德妃見狀,輕聲道:「這是我應得的,你也不需為我操心。」
「娘娘!」
素華說著就要往下跪,而德妃卻穩穩的扶住了素華的手。素華含著淚疑惑的看向德妃,只見德妃微微搖頭,神色十分的堅決。
「飛翎衛的調查, 想必已經送至聖人御案上了。」德妃嘴角微微上揚, 毫不慌張:「從本宮做這件事的那天起,就料想到了今日的情景。早或晚,本宮都坦然面對。」
素華紅著眼,不想娘娘還為自己擔心, 迅速的擦掉了眼淚,沖德妃露出個笑來:「奴婢陪娘娘一起。」
·
聖人剛剛下了早朝, 就有小太監匆匆忙忙的來尋德海說了幾句話。德海聽了臉色不大好,卻在面對聖人之時恢復了正常神色,低聲對聖人說道:「聖人, 德妃娘娘自您來早朝就在御書房跪著了。」
聖駕內, 聖人闔眸養神, 聽到了德海的話連個眼皮都不帶掀一下。德海見狀, 退到聖駕外, 跟著聖駕一同去御書房。

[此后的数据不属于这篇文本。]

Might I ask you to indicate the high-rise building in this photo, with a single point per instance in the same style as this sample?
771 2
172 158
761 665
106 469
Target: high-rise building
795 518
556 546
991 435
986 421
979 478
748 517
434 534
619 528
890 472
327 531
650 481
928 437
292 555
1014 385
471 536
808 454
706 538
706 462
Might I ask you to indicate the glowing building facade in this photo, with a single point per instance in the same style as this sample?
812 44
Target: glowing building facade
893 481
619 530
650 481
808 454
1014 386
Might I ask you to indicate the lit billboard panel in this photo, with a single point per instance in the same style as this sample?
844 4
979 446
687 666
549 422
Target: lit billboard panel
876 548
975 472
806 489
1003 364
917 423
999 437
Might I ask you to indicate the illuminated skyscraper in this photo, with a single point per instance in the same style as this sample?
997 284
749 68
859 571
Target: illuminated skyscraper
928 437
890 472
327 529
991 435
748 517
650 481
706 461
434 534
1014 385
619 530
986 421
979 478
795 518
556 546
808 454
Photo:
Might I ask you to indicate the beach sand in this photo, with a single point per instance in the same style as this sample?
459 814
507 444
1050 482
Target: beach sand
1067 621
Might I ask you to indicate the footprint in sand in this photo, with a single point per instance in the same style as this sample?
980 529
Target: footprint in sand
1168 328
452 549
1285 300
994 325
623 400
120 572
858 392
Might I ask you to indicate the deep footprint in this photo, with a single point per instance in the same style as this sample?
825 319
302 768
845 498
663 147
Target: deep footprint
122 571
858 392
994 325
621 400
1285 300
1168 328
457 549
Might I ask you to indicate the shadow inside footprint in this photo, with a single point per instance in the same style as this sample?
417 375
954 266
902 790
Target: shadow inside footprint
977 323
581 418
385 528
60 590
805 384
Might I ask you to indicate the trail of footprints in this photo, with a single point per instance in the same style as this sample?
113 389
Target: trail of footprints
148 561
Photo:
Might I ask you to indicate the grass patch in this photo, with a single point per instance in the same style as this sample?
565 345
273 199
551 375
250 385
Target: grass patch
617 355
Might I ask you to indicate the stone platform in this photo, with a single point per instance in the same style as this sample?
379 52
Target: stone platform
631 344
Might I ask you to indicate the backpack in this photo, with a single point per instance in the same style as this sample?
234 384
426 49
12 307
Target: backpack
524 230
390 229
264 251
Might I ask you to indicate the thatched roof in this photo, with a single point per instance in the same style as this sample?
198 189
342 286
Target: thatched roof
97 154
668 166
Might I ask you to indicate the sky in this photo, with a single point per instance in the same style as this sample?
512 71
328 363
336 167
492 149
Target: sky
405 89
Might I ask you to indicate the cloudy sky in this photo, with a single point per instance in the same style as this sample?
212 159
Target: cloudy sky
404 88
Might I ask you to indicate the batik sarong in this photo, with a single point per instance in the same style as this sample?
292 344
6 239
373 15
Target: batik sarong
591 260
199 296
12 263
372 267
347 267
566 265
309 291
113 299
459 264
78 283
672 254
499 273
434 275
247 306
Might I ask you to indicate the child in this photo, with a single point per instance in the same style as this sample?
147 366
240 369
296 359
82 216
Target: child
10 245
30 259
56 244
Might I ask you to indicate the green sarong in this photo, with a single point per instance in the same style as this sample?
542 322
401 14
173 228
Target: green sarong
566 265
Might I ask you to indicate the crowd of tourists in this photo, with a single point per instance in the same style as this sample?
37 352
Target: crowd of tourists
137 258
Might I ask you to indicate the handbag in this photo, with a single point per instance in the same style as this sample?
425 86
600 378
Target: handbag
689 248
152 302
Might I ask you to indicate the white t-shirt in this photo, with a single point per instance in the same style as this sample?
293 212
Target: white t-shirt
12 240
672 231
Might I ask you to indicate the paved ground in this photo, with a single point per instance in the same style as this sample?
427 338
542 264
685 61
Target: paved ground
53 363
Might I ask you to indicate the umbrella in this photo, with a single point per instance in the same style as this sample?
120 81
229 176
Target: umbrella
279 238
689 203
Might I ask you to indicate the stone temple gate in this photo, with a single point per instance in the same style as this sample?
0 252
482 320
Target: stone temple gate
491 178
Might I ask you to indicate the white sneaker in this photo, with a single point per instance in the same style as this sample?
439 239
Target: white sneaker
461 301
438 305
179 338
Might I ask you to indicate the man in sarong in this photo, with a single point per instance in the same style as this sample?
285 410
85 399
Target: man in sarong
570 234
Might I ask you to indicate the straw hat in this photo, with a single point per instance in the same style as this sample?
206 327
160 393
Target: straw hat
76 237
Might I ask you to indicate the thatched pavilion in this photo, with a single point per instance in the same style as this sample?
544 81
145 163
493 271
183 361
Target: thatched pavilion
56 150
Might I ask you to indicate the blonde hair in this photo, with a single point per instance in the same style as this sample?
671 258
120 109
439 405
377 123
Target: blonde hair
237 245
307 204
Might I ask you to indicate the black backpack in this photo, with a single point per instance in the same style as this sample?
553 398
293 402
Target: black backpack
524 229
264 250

日光初起,聖駕停在御書房前,德妃聽到了聖駕的響動,依舊跪在門前,未曾抬眼一看。聖人走了出來,深深地看了德妃一眼,在路過德妃時,道:「進來。」
德妃面色如常,叩首謝恩。德海跟在聖人身後,聽到德妃的動靜心中一跳,卻不敢妄自揣測。聖人打昨個兒收到了霍指揮使的奏摺開始臉色就不好了,今日德妃竟穿著妃子朝服前來面聖,也不知這兩者到底有何聯繫。
可是德海不敢多想,皇家的事從來都不是奴才可以置喙的,哪怕是想想都不可以。
聖人坐在龍椅上,看著德妃一步一步的走到御案錢,行禮。看著德妃依舊溫和端莊的模樣,想到德妃的生平。她在宮中素來穩妥,又出身陳郡謝氏,雖不及宜貴妃得寵,在宮中也是個交口稱讚之人。
聖人看了德妃許久,德妃始終面不改色,聖人微微眯眼,神思不屬:「都出去。」
德海等人便是魚貫而出,德妃的大宮女素華原本想留下,也叫德海一把給拉了出去。一時間,整個御書房只剩下了聖人和德妃兩人 。
「德妃。」聖人目色深沉,看著德妃十分複雜。
德妃突然揚面沖聖人笑了,道:「臣妾在。」
聖人對德妃的笑視若無睹,只道:「今日所為何事。」
「臣妾有大罪,今日來投案自首。」德妃神情磊落,眉宇之間絲毫不見一絲慌張。
聖人冷哼一聲,一本奏摺甩到了德妃身上,『啪』的一聲落了下來。即便如此,德妃也未曾皺過一下眉頭,反而是緩緩的將那本奏摺拾起,隨意翻看了一下。看完之後,說道:「霍大人不愧是聖人看重的人,破案的速度疾如雷電。」
對於德妃的行為,聖人不可置否。
而德妃見聖人不語,繼續說道:「陳貴人之事是臣妾派人做的,驚馬之事也是臣妾指使的。可這當中還有些事,是霍大人沒有查到的,臣妾來幫您補齊。」
聖人微微一愣,看德妃的眼神發生了變化。德妃笑了笑,可這笑意嘲諷至極,叫聖人的臉色一再變化。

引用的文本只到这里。